To insure survival, cells must accurately and efficiently translate information encoded in messenger RNA (mRNA) sequences into proteins. Maximizing accuracy and efficiency puts conflicting demands on the translational machinery. The resolution of these conflicting demands has involved the evolution of multiple accuracy mechanisms. Despite these mechanisms, errors do occur including missense errors, frameshifting errors and errors involving release of the peptidyl-tRNA from the ribosome (translational drop-off).
Estimates of the frequency of these errors vary widely. This is especially true for missense errors, which are estimated to occur at rates of from 10-2 to 10-4 per codon in vivo. Estimate variation probably results from the fact that different studies measured qualitatively different errors (errors at the first, second or third codon position), studied errors by different tRNAs and at different codons, and used different methods.
No published study had attempted to estimate all types of error rates by a single tRNA. We have devised a method using mutations affecting essential active site residues of reporter genes. We have shown that the excess residual activity of some mutations results from misreading of the mutant codon as the wild type amino acid. For example, we have shown that mutations replacing Lys-529 of Photinus (firefly) luciferase with an Arg encoded by either AGA or AGG results in a high residual activity. Since replacing the Lys-529 codon with the Arg codons CGU, CGC, CGA or CGG resulted in much less activity, we conclude that the high residual activity of the AGA or AGG mutants results from misreading by tRNALys involving a middle position U•G mismatch.

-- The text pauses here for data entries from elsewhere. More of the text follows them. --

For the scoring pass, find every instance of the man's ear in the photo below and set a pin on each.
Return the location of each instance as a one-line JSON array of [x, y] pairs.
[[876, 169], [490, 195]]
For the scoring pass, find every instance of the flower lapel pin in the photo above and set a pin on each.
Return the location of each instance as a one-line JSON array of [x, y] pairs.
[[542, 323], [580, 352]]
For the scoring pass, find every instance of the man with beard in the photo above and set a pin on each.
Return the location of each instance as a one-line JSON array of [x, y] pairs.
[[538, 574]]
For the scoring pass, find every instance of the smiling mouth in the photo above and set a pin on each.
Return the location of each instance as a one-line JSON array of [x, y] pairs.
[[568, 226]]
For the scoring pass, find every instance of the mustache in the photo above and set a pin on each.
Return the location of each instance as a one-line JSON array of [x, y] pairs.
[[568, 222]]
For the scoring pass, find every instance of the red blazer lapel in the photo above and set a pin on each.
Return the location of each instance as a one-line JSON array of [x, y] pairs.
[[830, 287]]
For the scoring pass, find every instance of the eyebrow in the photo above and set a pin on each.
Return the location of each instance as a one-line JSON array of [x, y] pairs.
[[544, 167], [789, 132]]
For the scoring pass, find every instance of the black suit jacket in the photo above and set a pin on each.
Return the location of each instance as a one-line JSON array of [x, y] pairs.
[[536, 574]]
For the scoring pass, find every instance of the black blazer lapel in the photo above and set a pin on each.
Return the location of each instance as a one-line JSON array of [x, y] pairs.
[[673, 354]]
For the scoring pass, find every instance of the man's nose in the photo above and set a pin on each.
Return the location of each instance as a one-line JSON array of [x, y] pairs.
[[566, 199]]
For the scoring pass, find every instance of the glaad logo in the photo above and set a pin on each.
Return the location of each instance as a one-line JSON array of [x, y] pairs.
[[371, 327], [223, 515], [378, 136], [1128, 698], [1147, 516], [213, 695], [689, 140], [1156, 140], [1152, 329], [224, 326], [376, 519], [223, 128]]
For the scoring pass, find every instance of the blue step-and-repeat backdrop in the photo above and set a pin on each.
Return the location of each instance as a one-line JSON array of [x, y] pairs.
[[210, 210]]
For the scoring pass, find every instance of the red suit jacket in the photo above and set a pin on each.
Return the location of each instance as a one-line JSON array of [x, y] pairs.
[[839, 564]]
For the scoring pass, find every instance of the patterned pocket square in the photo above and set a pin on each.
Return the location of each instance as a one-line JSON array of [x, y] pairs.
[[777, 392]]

By studying all possible errors by tRNALys at codon 529 we have shown that the frequency of error varies by over an order of magnitude. The strongest determinant of error rate is the availability of the cognate tRNA that competes for tRNALys at the codon. The fact that AGA and AGG-decoding tRNAArg is in very low abundance explains the high frequency of error at the codon.
We have used the system to study the effect of error-inducing antibiotics (streptomycin and paromomycin) on error frequency finding that their effect is very codon-specific. We have also tested the effect of mutants of ribosomal proteins rpS12 and rpS4, which increase and decrease accuracy, respectively. Again, their effect is very codon-specific. In each case only a small subset of codons is strongly affected, mostly those with low abundance cognate tRNAs.
We are extending this work to look at error rates of various tRNAs and at various of codons. Preliminary data show that error rate vary even more widely when these are taken into consideration.